THE CHANGING of seasons can be especially welcome when life has not been going very well. Because the best fact pertaining to hard times is this: Things change. New seasons are solid reassurance of just how deeply rooted this fact is. Some places have four true seasons, but California really just has the one great switch, sun to rain and back again. Where I grew up, in the desert, the rain part wasn't much. Maybe that's why rain does not carry, for me, the gloomy associations it does for many.
I miss rain now just as much as I miss sun each February. It's October and hot. My spine didn't quite work well enough this summer for my garden care to compete with four months of pure Cali sunshine. The south-facing slope is Riverside-baked. Ten-foot cardoon skeleton. Strawberries leaves brown and crisp. Young lavenders are pulling in on themselves. The alyssum is all stem and seed stalks. Even the crabgrass is yellowed, though still cocky as shit. The Gambusia fish in the water garden are sick to death of having to rely on me to treat water for chloramines and add it to their habitat.
The Gambusias are waiting for rain and the plants are waiting and the worms are waiting and the dusty car is waiting and I am waiting for rain.
We humans can only be briefly in love with the feel of rain. It is exhilarating for a few dozen drops (more if you are in The Notebook or East of Eden), but irritating after that.

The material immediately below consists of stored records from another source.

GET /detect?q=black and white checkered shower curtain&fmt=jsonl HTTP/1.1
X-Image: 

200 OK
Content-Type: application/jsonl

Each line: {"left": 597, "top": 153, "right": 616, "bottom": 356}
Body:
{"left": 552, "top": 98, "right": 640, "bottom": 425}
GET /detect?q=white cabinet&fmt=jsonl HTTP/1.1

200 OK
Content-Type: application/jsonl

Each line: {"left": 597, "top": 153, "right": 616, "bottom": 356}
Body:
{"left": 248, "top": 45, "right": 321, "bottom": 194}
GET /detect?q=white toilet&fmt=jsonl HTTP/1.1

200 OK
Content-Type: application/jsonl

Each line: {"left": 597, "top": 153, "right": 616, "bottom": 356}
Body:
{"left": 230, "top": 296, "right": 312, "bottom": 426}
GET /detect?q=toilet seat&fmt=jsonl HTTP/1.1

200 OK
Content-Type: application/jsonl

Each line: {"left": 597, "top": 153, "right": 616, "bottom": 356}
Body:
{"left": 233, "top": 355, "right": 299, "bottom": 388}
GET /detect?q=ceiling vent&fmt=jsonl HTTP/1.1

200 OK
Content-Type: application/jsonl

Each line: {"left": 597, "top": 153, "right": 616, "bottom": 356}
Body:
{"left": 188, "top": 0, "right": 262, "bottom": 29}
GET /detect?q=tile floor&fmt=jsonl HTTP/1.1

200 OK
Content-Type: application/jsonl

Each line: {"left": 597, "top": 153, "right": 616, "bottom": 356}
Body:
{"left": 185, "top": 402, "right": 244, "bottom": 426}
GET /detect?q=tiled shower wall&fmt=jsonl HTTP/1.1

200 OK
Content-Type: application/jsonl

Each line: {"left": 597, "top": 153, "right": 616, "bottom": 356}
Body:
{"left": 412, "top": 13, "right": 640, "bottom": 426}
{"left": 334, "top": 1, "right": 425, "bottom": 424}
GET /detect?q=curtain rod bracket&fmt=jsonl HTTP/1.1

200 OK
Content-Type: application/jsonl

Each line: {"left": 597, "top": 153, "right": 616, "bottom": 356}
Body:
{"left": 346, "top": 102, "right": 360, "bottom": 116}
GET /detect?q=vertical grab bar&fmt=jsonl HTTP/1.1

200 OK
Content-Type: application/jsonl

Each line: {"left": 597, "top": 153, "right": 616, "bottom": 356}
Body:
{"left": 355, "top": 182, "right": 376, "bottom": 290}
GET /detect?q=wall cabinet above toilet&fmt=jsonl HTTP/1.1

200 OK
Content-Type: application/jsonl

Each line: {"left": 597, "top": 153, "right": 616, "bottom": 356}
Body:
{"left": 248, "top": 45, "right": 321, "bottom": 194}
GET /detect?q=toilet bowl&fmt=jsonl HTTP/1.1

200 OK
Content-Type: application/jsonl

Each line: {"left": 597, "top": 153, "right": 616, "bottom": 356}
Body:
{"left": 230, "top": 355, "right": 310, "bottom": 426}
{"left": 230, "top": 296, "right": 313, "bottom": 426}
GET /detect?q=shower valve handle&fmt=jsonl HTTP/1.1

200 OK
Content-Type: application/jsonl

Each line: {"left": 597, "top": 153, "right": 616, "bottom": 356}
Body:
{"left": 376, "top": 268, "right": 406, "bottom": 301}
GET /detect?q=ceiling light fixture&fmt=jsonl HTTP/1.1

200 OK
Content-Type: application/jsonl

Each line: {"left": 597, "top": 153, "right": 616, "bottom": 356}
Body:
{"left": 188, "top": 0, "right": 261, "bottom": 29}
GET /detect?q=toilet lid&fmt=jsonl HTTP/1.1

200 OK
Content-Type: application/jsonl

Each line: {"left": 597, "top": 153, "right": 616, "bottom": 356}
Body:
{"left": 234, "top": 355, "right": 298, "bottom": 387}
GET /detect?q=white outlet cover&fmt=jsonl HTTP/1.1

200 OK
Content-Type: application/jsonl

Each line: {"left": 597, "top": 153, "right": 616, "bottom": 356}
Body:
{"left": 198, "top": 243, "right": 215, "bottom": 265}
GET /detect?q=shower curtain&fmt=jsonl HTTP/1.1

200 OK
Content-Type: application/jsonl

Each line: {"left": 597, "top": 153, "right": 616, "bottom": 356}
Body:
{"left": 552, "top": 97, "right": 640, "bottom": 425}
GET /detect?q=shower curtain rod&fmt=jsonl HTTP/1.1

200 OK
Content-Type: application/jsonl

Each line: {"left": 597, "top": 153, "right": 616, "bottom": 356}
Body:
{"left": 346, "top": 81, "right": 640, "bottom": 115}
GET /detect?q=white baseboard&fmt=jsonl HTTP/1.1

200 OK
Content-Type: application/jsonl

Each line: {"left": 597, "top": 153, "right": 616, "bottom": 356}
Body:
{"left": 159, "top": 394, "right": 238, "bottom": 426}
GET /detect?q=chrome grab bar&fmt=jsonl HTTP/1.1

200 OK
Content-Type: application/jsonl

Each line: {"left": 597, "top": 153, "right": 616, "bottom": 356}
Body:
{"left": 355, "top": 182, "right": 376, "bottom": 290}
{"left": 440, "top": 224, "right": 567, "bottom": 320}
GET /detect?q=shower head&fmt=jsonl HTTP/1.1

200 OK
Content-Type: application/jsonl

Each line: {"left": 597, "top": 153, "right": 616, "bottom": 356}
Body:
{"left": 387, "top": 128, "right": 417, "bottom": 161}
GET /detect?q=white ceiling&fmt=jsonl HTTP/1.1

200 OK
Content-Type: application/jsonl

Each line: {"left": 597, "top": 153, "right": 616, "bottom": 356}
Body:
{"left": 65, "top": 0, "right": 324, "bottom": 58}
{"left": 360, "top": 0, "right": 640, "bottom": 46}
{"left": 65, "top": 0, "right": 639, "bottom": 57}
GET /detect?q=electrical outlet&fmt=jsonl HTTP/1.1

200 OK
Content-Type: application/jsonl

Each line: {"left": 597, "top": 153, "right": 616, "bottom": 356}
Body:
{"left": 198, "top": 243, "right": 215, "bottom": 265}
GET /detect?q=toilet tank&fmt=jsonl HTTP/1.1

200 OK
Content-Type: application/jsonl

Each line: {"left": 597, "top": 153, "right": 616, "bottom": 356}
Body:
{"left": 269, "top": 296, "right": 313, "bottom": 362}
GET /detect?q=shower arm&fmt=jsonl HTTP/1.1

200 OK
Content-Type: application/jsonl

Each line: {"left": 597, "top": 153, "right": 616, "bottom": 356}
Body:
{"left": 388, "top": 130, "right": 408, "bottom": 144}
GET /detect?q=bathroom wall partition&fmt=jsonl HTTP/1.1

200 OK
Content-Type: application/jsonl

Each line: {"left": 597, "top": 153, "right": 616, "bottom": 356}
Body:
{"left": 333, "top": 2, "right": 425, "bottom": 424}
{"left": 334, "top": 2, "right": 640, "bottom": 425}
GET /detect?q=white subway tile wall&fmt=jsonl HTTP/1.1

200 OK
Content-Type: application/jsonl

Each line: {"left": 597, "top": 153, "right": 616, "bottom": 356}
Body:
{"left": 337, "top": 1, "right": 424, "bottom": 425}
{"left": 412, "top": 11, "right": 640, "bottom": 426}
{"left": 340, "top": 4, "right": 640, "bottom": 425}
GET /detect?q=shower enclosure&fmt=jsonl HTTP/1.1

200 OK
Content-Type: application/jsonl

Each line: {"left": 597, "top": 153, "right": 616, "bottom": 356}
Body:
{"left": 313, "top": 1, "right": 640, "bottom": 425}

But the smell of rain! Ah! What is it? Is it made in the atmosphere or does it result from drops contacting the stuff of Earth? Is it an earthy smell or, like Steinbeck says, "the sweet odor of ozone"? How much of it can be replicated watering a dry yard? This would be a good test.
And the sound of rain! Really an orchestra of sounds: water drop percussion on every exposed surface. Floppy drumming on calla leaves, soft and absorptive concrete contact, pattering on windows while you sleep.
You can grow tired of rain--or sun, or snow. But a force of nature you haven't experienced in a while has magic. No point trying to remember what it felt like to be sick of rain, and longing for sun.